Себастиан глубоко вздохнул и сложил руки на груди. Он был одет в дорожный плащ и ботфорты. Спальня мгновенно наполнилась запахом конского пота вперемешку с мужским запахом. Он не снял перчаток, видимо, новость о ее прибытии застала его врасплох.

— Оставь на себе это треклятое платье, Каталина! Я вообще не понимаю, что ты здесь делаешь.

— Не понимаешь?! — ахнула молодая супруга, уязвленная равнодушием, сквозившим в тоне маркиза. — Я прекрасно помню тот день, когда обвенчалась с вами, сеньор де Кабрера! Пусть и без вашего участия, — недовольно махнула она рукой. — Где это видано, чтобы супруги не жили вместе? И как, позвольте узнать, многоуважаемый дон Себастиан, — она иронично вскинула бровь, — ваше бегство может повлиять на появление наследника, который так необходим для продолжения вашего древнего рода?

— Одно с другим никак не связано.

— Вот как, — Каталина подумала, что ослышалась. Неужели все то, что твердил ей Родриго, правда? Она покачала головой, отгоняя прочь безумные мысли, отказываясь верить очевидному.

— Мне необходимо было время, чтобы все хорошенько обдумать.

— А месяца, стало быть, вам оказалось недостаточно? — язвительно обронила Каталина, но тут же переменилась в лице и сделала шаг ему навстречу. — Что обдумать, Себастиан? Нам так плохо было вместе?

Маркиз выставил вперед руку, давая понять, чтобы она оставалась на месте.

— Ты здесь совсем не причем, mi querida.

Каталина вздохнула и отвернулась к огню. Сухие дрова трещали в камине, изредка посылая вверх снопы искр. Вид пляшущих языков пламени действовал на нее успокаивающе.

— Скажи мне, Себастиан, ты вспоминал нашу ночь, нашу единственную ночь, что мы провели на пляже? — тихо спросила она, не поворачивая головы.

Он услышал ее, хотя ответил не сразу:

— Я… я не хочу сейчас говорить об этом, — и, чуть помедлив, добавил: — Ты можешь оставаться здесь сколько угодно, я найду, где переночевать. Утром мы продолжим наш разговор.

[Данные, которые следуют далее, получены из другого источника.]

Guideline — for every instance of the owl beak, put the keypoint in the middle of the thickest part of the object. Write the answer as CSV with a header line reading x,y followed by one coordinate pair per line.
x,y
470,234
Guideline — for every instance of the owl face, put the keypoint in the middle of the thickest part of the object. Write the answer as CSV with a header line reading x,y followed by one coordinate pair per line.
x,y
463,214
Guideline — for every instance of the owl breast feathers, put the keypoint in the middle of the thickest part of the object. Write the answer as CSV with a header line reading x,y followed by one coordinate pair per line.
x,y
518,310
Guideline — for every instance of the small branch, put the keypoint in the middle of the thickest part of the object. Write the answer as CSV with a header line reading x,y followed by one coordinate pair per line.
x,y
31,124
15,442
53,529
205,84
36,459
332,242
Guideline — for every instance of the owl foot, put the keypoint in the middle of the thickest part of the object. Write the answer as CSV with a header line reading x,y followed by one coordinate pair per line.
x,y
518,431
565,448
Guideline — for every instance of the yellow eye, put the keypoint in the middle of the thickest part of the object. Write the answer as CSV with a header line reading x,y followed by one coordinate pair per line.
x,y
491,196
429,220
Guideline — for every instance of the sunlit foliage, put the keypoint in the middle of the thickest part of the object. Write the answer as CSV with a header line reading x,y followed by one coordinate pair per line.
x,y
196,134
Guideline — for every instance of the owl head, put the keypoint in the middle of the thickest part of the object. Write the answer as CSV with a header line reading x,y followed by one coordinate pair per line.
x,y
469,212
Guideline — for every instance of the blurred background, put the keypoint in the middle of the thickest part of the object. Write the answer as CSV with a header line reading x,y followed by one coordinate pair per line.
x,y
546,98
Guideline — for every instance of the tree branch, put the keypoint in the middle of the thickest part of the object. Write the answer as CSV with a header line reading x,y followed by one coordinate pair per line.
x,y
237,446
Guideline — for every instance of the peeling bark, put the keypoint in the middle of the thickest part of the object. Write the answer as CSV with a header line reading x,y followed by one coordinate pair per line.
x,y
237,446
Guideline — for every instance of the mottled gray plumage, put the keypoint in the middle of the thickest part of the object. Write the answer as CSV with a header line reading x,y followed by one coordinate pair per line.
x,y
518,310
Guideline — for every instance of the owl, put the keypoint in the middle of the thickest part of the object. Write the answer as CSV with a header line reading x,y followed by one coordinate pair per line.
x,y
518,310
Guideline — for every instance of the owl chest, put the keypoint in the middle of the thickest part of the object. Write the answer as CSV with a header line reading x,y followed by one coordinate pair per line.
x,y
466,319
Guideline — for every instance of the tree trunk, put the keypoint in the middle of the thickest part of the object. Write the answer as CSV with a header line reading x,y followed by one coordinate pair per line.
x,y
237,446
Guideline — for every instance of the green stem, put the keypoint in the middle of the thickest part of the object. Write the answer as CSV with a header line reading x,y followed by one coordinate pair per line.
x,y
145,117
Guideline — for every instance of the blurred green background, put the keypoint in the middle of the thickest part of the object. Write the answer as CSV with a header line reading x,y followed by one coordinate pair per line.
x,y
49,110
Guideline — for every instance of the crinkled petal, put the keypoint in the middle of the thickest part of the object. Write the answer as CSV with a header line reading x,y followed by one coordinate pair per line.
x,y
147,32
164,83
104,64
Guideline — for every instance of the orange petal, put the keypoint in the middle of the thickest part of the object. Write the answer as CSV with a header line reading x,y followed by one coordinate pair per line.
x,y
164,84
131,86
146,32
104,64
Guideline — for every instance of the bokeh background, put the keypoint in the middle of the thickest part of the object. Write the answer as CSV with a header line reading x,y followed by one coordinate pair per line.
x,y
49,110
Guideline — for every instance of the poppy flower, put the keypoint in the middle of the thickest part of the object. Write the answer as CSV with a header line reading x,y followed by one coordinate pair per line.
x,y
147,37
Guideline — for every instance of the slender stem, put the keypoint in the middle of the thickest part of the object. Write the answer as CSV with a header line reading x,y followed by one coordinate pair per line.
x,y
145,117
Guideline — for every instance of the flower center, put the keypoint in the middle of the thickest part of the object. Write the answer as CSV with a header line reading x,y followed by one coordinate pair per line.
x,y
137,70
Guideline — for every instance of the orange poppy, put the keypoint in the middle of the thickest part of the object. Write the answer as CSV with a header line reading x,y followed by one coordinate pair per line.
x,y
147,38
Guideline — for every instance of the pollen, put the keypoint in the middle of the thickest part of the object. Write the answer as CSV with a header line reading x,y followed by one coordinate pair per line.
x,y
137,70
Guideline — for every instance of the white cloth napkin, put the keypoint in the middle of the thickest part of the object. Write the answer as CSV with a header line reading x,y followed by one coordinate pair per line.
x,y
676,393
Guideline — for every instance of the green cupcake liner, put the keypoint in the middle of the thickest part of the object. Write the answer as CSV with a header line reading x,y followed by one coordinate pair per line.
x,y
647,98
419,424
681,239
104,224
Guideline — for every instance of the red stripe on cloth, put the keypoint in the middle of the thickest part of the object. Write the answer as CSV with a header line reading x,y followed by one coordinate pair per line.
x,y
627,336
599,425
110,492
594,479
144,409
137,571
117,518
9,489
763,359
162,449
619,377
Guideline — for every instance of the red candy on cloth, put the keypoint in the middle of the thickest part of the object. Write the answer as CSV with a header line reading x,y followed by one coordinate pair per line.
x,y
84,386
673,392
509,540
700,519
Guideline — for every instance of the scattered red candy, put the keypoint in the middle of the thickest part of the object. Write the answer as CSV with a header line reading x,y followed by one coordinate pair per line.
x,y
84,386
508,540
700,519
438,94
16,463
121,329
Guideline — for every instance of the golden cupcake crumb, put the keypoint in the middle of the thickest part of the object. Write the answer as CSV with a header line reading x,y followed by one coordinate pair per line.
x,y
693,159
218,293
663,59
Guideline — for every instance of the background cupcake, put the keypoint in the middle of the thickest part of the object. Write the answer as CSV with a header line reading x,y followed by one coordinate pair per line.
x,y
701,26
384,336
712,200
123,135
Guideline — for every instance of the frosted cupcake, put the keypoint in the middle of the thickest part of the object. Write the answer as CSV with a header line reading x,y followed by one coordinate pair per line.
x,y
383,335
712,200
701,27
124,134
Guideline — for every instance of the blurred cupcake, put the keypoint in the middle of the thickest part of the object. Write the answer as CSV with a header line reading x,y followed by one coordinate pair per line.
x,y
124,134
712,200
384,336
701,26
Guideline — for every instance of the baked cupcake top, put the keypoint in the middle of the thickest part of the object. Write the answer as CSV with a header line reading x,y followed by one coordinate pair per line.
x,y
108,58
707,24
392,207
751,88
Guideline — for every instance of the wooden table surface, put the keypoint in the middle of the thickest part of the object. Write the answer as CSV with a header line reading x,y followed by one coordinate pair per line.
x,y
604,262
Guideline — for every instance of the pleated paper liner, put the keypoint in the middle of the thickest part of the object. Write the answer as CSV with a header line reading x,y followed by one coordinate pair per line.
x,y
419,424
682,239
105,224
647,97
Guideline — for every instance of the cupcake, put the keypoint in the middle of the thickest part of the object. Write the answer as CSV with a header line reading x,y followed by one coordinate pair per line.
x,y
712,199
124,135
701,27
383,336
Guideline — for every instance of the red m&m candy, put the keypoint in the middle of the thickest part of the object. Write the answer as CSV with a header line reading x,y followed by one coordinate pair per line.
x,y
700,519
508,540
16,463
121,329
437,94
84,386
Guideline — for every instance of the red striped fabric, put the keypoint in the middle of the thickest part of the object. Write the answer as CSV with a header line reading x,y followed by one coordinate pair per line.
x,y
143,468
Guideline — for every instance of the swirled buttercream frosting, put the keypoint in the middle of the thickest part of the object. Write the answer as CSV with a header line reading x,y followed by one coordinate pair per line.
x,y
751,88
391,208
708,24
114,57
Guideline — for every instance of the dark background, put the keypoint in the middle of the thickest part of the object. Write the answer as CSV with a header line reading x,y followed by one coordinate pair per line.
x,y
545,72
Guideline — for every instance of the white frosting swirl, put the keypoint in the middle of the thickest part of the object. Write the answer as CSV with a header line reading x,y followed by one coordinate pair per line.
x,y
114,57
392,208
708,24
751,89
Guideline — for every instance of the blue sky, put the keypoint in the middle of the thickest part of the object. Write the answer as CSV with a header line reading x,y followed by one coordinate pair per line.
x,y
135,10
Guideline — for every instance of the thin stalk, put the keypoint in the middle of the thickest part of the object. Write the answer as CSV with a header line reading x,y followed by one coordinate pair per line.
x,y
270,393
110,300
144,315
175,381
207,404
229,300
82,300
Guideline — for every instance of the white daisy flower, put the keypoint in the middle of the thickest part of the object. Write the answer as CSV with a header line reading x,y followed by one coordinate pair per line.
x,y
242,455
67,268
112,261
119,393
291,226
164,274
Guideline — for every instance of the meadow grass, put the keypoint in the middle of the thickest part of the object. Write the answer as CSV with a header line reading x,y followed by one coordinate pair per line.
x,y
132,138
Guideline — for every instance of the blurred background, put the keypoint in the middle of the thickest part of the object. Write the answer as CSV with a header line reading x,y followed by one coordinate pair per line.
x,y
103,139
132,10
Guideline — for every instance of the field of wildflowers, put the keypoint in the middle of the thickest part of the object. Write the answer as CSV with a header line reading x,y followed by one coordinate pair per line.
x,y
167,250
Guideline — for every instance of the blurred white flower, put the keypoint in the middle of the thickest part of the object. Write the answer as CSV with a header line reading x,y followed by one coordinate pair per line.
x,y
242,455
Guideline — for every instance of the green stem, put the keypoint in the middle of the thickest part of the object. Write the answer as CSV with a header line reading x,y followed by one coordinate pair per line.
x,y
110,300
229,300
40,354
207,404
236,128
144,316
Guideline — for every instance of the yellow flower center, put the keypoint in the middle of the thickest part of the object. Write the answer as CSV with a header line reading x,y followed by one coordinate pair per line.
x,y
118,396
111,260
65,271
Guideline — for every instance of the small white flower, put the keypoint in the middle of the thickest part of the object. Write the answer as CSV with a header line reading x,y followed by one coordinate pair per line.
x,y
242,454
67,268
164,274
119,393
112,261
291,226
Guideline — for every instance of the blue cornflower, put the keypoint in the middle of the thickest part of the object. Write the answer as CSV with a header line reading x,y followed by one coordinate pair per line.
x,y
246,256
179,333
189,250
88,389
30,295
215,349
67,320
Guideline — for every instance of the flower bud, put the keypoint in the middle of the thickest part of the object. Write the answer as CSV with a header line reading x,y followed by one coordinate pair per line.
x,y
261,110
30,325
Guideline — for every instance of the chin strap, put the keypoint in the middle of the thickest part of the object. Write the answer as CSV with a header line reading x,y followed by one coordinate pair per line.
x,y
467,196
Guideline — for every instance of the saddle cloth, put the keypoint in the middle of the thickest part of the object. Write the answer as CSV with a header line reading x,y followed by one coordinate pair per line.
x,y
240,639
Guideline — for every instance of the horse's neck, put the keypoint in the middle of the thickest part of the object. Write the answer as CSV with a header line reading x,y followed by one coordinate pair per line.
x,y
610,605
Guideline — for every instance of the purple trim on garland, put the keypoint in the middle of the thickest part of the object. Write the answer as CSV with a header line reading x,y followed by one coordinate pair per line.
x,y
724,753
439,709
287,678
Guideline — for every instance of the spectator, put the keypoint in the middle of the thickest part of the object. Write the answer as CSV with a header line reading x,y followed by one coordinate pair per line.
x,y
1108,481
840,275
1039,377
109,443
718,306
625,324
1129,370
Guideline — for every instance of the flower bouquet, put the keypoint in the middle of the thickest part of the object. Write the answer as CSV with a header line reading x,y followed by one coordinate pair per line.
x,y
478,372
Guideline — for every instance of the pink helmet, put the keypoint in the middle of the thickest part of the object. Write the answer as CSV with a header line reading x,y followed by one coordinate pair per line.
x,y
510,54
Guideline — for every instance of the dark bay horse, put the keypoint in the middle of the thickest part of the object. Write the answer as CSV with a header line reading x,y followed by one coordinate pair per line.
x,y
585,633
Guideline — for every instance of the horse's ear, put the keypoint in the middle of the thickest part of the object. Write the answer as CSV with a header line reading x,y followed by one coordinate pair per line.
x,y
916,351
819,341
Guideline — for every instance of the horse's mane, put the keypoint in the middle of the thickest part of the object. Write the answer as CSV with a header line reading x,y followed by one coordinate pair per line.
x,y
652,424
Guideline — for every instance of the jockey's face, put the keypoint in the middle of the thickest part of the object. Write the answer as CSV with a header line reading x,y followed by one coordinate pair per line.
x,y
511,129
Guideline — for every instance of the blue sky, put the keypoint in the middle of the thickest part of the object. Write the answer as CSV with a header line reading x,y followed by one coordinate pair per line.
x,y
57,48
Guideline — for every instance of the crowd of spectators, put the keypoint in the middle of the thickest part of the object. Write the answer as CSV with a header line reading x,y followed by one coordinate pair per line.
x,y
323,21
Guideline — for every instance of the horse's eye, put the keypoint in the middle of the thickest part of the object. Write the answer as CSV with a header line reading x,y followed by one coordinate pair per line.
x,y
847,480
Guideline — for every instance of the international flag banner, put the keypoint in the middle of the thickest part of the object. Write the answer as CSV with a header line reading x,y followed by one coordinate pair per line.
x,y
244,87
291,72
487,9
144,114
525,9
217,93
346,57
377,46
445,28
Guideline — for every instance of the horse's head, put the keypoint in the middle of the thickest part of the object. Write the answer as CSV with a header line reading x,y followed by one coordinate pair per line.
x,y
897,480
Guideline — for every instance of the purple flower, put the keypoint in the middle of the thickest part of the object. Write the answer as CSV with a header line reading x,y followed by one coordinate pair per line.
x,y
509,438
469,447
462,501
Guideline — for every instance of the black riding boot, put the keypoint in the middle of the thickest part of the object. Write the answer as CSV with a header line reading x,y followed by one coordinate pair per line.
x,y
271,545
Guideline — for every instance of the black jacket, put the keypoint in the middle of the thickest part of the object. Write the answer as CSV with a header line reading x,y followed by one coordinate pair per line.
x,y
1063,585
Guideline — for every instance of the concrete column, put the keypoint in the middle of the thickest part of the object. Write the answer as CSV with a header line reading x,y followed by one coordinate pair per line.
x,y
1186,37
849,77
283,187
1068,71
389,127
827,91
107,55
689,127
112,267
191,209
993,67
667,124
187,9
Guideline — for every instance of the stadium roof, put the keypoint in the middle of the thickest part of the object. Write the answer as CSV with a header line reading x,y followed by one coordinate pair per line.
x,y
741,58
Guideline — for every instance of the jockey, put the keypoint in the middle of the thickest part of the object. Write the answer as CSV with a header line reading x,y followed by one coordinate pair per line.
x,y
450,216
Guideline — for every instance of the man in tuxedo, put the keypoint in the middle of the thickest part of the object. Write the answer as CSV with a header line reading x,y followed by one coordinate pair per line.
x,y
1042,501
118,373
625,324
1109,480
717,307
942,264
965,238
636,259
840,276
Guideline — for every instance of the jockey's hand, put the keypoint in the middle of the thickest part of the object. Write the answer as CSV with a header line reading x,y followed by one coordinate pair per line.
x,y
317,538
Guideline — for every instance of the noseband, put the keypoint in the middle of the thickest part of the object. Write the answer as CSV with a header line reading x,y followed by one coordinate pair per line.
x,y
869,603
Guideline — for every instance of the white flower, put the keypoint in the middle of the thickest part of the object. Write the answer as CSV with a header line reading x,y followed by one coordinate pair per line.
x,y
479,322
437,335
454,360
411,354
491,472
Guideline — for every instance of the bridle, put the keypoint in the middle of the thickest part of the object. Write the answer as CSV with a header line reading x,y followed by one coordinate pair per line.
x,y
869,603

Он собирался уходить, вновь покинуть ее, оставить одну. Это было невыносимо. Она страдала так, как никогда раньше. Боль пронзила ее сердце, будто удар кинжалом. Она судорожно вздохнула и почувствовала, что силы оставляют ее.

— Ты спросил, что я делаю здесь, в Кастель Кабрерас? Я отвечу, — она повернула к нему залитое слезами лицо. — Я приехала сказать, что люблю тебя, муж мой.

— Нет! — глухо выдавил из себя Себастиан. — Это невозможно, — он собирался войти, но что-то остановило его, и он остался на месте.

— Почему ты не веришь мне, mi amor? — широко распахнутые глаза блестели от слез. — Я говорю тебе правду. Te amo! Я люблю тебя!

— Нет! — он яростно сжал кулаки.

— Почему? — она зарыдала в голос, снова протягивая к нему руки. — Te amo!

Тишина, длившаяся несколько секунд, показалась ей вечностью. Она решила, он так и уйдет, не сказав ей ни слова, но он коротко вздохнул и вышел на свет.

— Потому что ты не можешь любить меня, mi querida! Я давно проклят, еще при рождении, и этого никак не изменить.

Маркиз неотрывно следил за Каталиной, ни на мгновенье не выпуская ее из виду, ожидая получить в ответ справедливый укор, испуг, порицание и, наконец, нескрываемое отвращение, чего он, Господь свидетель, больше всего страшился увидеть в дорогих сердцу фиалковых очах.

Она же неподвижно стояла, детально изучая высокого, хорошо сложенного мужчину, не сводившего с нее пристального, напряженного взгляда. Его лицо с тонкими и благородными чертами, будто высеченное из камня, она помнила в мельчайших подробностях. Темные дуги бровей, слегка приподнятые в немом вопросе, высокие скулы и чуть выступающий подбородок с маленькой ямочкой посередине, которую сейчас скрывала трехдневная щетина, придающая облику маркиза особую привлекательность. Чувственные губы были плотно сжаты, в серых глазах чистого светлого оттенка, словно манящий свет далеких звезд, затаилась неуверенность и… страх? Теперь она понимала истинные причины его загадочного поведения и не менее загадочных поступков. Несмотря на благородство крови и по-мужски красивые черты лица, маркиз был очень смугл. Цвет его кожи напоминал шоколад, разбавленный молоком, а вкупе с родословной его легко могли принять за истинного мавра, что в католической Испании считалось равносильно изгнанию или того хуже — смертной казни, о чем ревностно и неустанно заботилась Святая инквизиция.